The former BayernLB bank's chief risk officer, convicted in 2012 for tax evasion and corruption for accepting some $44 million channeled to him by Ecclestone, told the court on Friday that he did not know precisely why he was paid the money.
"I never asked myself that question. I'm still annoyed with myself for that today, as you might well imagine. I should have asked - that's clear to me today," Gribkowsky said when asked why the offending payment was made.
This elicited bafflement from presiding Judge Peter Noll, who sentenced Gribkowsky two years ago and heard testimony from Ecclestone in that trial.

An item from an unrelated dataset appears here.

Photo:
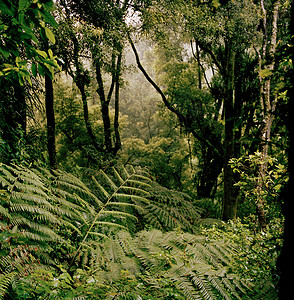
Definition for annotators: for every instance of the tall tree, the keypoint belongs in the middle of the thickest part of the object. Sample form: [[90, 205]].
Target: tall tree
[[108, 18], [24, 28], [268, 99]]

"It's hard for me to comprehend [what went on] if you are unable to say more precisely how it came about," Noll told Gribkowsky. Gribkowsky is scheduled for further testimony in the trial, with the terms of his deal with Eccelstone sure to feature in future.
A battle of will?
Gribkowsky and Ecclestone's paths crossed almost by chance in 2003, after the BayernLB bank inherited shares in the commercial rights of Formula One from one of its bankrupt clients, the now-deceased media mogul Leo Kirch.
The prosecution alleges that Ecclestone ultimately funneled the money to Gribkowsky in exchange for the bank executive's brokering a deal with a company that was acceptable to the veteran F1 commercial mastermind. The London-based capital investment firm CVC ultimately bought the rights in 2006, keeping Ecclestone on as the commercial face of F1. Despite taking on a reduced role after his indictment by the Munich court, Ecclestone currently remains in the position.
Ecclestone's lawyers portray the payment more as hush-money, saying that Gribkowsky had threatened the billionaire with tax investigations unless he played along. Ecclestone himself once described this as a "subtle shakedown" - saying that, although he owed no taxes, an investigation alone could have cost him billions.
'Flags of battle were flying'
The prosecution might have hoped for more from Gribkowsky, himself close to the prospect of parole in his eight-and-a-half-year sentence, after the banker's last-gasp confession in his own trial in 2012. Having fought the charges for months, Gribkowsky then described the prosecution's version of events as "essentially true."
On Friday, however, the 56-year-old's testimony seemed broadly supportive of Ecclestone's version of events. Gribkowsky, the flashy risk management officer for the staid bank owned by the state of Bavaria, told the court how his employers wanted him to play hardball with Ecclestone.
"You need to be nasty if you want to get your own way. As the chief risk officer of a bank, you're not exactly everybody's darling," Gribkowsky said.
He described early efforts on both sides to assert authority, such as a gruff phone call ordering that he visit Ecclestone's office posthaste, and his own move to sit in the 83-year-old's chair and light up a cigarillo. Gribkowsky recalled an instant where he said he presented Ecclestone with a paper whose contents he knew would put pressure on the Briton, albeit saying he no longer remembered the information.
"The flags of battle were flying," Gribkowsky told the court.
Following this early friction, Gribkowsky said he opened discussions with major car manufacturers, simultaneously the sport's key contributors and sponsors at the time, on how to limit Ecclestone's longstanding influence. Teams periodically display dissatisfaction with their cut of F1's proceeds - funds are raised centrally by Ecclestone and then distributed, largely based on performance - and Gribkowsky said he initially sought to foment this unrest.
'I will take care of you'
By 2005, Gribkowsky said, his relationship with Ecclestone had picked up - a development that coincided with Ecclestone's quashing F1's breakaway rumors of the era by getting the key manufacturer Ferrari in his corner, thus weakening the other competitors' hands.
"I realized Formula One can't exist without Mr. Ecclestone," Gribkowsky said, adding that, at this point, Ecclestone told him: "I will take care of you." He said that he had inferred this comment to mean the prospect of a job in F1, an opportunity that would have appealed to him.
In charge of the financial side of Formula One since the 1970s, to a greater or lesser extent, Ecclestone could face a maximum of 10 years in prison if convicted of bribing Gribkowsky. The case has been scheduled around Ecclestone's F1 responsibilities, meaning the 26 trial days currently allocated are scheduled to run into September. The next F1 race is the Spanish Grand Prix at the Circuit de Catalunya on Sunday.